Uma música para Margarida

De livro biográfico a um encontro com o ídolo Seu Jorge, uma família se debruça em homenagear uma matriarca de 92 anos que se recusa a parar de sonhar

Margarida Maria Alacoque Correia dos Santos chegou ao mundo de surpresa. Quando a mãe dela começou a sentir as dores do parto, chamou uma parteira na cidade de Aurora para lhe ajudar a parir. Veio um menino, Geraldo, que foi celebrado pela família. Mas o tempo passava, a mãe dela sentia uma febre que não passava e, de repente, a parteira apara uma menina mais de 24 horas depois do primeiro bebê.

Margarida nasceu arroxeada, mas também determinada. O irmão gêmeo não sobreviveu, e ela transformou toda a dor em atitude nas muitas décadas que viveria desde então. De Aurora, mudou com a família para o Crato e, em seguida, refez a rota comum de muitos jovens do interior e foi estudar na capital Fortaleza. Foi lá que conheceu o marido, com quem se mudou para São Paulo, antes de retornar ao Ceará e fincar raízes na cidade de Maracanaú. Lá, trabalhou décadas como educadora.

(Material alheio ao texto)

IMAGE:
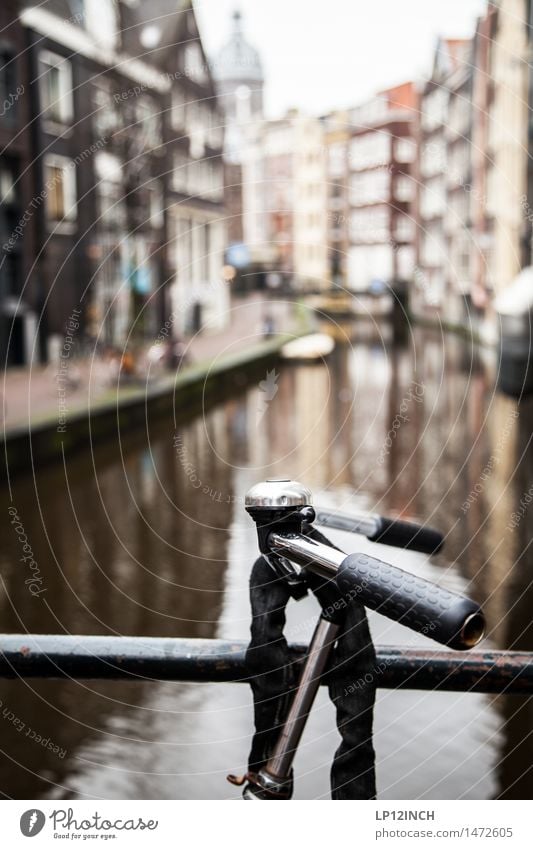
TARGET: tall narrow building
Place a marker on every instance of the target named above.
(239, 78)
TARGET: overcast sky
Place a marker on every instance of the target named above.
(319, 56)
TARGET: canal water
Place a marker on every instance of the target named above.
(149, 536)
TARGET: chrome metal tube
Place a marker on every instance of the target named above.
(319, 558)
(280, 762)
(366, 524)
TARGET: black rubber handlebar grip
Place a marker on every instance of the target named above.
(446, 617)
(407, 535)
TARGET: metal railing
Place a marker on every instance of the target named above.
(201, 660)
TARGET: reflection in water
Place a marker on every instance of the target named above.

Toda essa história está sendo escrita em um livro, um desejo dos familiares para eternizar a sua trajetória.

Margarida teve quatro filhos, um deles vítima fatal de um assalto aos 33 anos. Um final trágico como o do marido, também assassinado. Ela trincou os dentes, pegou força de onde não sabia que tinha e ficou com as três mulheres.

Aprendeu a conduzir e administrar uma casa sozinha, enquanto dava aulas. Mas não deixou de se envolver no movimento municipalista de Maracanaú. "Na minha família, praticamente só tem mulher. Todas com personalidade forte de guerreiras. Todas são líderes", diz uma das filhas, Micheline.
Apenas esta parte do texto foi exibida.